Tom Edsall NYT column:
What would it be like living in this country in 2025 if Trump, DeSantis or one of their emulators wins the White House backed by Republican majorities in the House and Senate?
I posed this question to a number of experts and received a wide range of responses….
Larry Diamond, a senior fellow at Stanford’s Freeman Spogli Institute for International Studies and the Hoover Institution, wrote in an email that “if a Trump Republican becomes president in 2025, I am less worried about church-state relations, or a federal ban on abortion, the passage of extremely illiberal national legislation, and so on.”
Instead, Diamond said, “I am worried about the extreme politicization and abuse of federal government power, the targeting of political enemies, and the mobilization and emboldening of the violent, well-armed, extremist fringe of Trump followers — who, even though they may represent a small percentage of Trump supporters, are in absolute numbers significant.”
If Trump wins, Diamond continued, he will initiate the removal of government officials believed to be disloyal, including those currently protected by Civil Service regulations:
He would stack the upper reaches of government with absolute loyalists who would follow his wishes on domestic policy, foreign policy, and abuse of power, rather than try to delay, obstruct, or undermine his anti-democratic impulses. He would fire Christopher Wray at F.B.I. and install a loyalist to politicize that crucial agency. He would also install individuals he could trust to follow his authoritarian orders and sympathies to head other intelligence and law enforcement agencies, and he would purge career professionals in numerous government departments and agencies suspected of disloyalty to him personally.
Richard Hasen, a law professor at U.C.L.A., argued in an email that should Republicans prevail in the 2024 election, the crucial question will be how victory was achieved: “It is important at the outset to differentiate between a Trump (or another candidate’s) legitimate win and one that would come through some form of election subversion.”
If Trump fails to win legitimately but finds a route to being installed as president, Hasen wrote, “then at that point the United States ceases to be a democracy. Such a move to steal an election would likely be followed by other means of solidifying and maintaining power, such as control over the military and reformulation of election rules so that the regime would be self-perpetuating.”
Such a scenario, in Hasen’s view,
would no doubt lead to massive street protests, and these could well be put down with violence. Such violence could then deter people from speaking out in media. There could also be soft or harder controls over the media. There would be tremendous uncertainty over what a post-democracy period would look like in the United States. People would not feel free to speak out against the regime, much like there are penalties for doing so in other repressive societies.
Conversely, Hasen wrote,
If Trump (or another candidate like Trump) legitimately wins office in 2024 then I think we would not likely see all of those things I mentioned, including a takeover of the military or massive disenfranchisement or electoral manipulation. Instead I think we would see much of what we saw during Trump’s first term, only more extreme. He would put more of his loyalists in key places in the government, and push the limits of what is allowed in terms of taking power and changing society toward his desires.
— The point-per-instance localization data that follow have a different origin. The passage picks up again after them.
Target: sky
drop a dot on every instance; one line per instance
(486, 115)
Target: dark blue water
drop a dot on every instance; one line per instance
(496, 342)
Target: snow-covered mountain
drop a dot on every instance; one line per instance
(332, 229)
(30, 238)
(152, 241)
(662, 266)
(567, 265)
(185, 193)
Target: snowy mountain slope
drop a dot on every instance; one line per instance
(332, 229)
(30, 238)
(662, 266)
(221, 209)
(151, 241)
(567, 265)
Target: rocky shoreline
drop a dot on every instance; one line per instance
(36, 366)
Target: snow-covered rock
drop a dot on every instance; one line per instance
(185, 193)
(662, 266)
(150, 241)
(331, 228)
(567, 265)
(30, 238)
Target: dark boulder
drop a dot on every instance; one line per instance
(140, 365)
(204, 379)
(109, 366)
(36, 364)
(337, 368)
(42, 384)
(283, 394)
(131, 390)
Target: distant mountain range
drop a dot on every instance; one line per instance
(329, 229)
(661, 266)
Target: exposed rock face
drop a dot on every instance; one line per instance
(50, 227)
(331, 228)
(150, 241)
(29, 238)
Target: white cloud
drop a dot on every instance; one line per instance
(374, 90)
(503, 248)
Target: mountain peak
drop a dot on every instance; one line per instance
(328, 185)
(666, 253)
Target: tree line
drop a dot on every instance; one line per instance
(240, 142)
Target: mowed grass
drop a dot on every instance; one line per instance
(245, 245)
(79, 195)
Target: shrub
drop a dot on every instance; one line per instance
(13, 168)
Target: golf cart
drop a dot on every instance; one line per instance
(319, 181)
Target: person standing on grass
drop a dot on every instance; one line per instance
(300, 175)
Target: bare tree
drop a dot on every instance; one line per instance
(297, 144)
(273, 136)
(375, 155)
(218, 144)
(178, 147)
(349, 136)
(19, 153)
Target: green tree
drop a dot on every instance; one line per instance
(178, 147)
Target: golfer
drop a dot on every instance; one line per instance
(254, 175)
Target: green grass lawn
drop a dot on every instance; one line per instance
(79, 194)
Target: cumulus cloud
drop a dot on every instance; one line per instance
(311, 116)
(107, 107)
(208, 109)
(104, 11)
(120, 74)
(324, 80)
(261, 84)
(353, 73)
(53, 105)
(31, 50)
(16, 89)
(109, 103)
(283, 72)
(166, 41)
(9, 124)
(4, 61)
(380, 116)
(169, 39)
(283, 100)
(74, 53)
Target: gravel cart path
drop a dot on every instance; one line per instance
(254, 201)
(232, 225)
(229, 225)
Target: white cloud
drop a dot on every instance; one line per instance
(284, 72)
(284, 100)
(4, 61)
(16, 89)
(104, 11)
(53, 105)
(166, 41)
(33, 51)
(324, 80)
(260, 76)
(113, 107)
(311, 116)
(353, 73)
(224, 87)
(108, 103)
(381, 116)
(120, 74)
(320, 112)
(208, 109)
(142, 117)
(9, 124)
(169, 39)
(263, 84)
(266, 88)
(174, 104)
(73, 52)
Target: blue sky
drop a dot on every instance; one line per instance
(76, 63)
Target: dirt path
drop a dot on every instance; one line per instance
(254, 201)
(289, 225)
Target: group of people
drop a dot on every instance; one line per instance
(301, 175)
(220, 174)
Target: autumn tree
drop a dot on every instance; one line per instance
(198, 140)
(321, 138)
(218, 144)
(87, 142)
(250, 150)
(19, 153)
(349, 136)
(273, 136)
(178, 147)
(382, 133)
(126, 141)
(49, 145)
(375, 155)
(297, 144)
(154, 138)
The lesson to be drawn from the second Trump impeachment, according to Hasen, “is that Republicans who challenge Trump will be drummed out of the party. That means Trump would be able to get away with a lot more without Republican pushback.”
Richard Pildes, a law professor at N.Y.U., based his emailed comments on the premise that “democratic backsliding is not about ordinary policy conflict, but an attack on the mechanisms and values that sustain democracies.”
In the United States, Pildes wrote, “one might imagine the party in power during unified government would seek to dramatically expand the number and size of the federal courts, then fill these new positions.” Trump, Pildes noted, has already indicated that “one of the first things he’d do if re-elected would be an executive order reassigning tens of thousands civil servants into ‘Schedule F’ positions — which would mean they would lose their Civil Service protections and could be fired and replaced with new appointees the President would choose.”
Instead of censorship, Pildes wrote, an authoritarian-leaning president would seek to control the media
through exacting economic leverage against it or delegitimating it by calling it “fake news.” As they insulate themselves from accountability, these governments then use their discretionary powers over grants, licenses, and the like to pressure businesses and others to extract “donations” to political campaigns, toe the party line, or at least not to challenge it publicly. We saw a glimpse of this during Covid, with President Trump saying he would provide desperately needed equipment to governors who were “nice” to him, not “nasty.”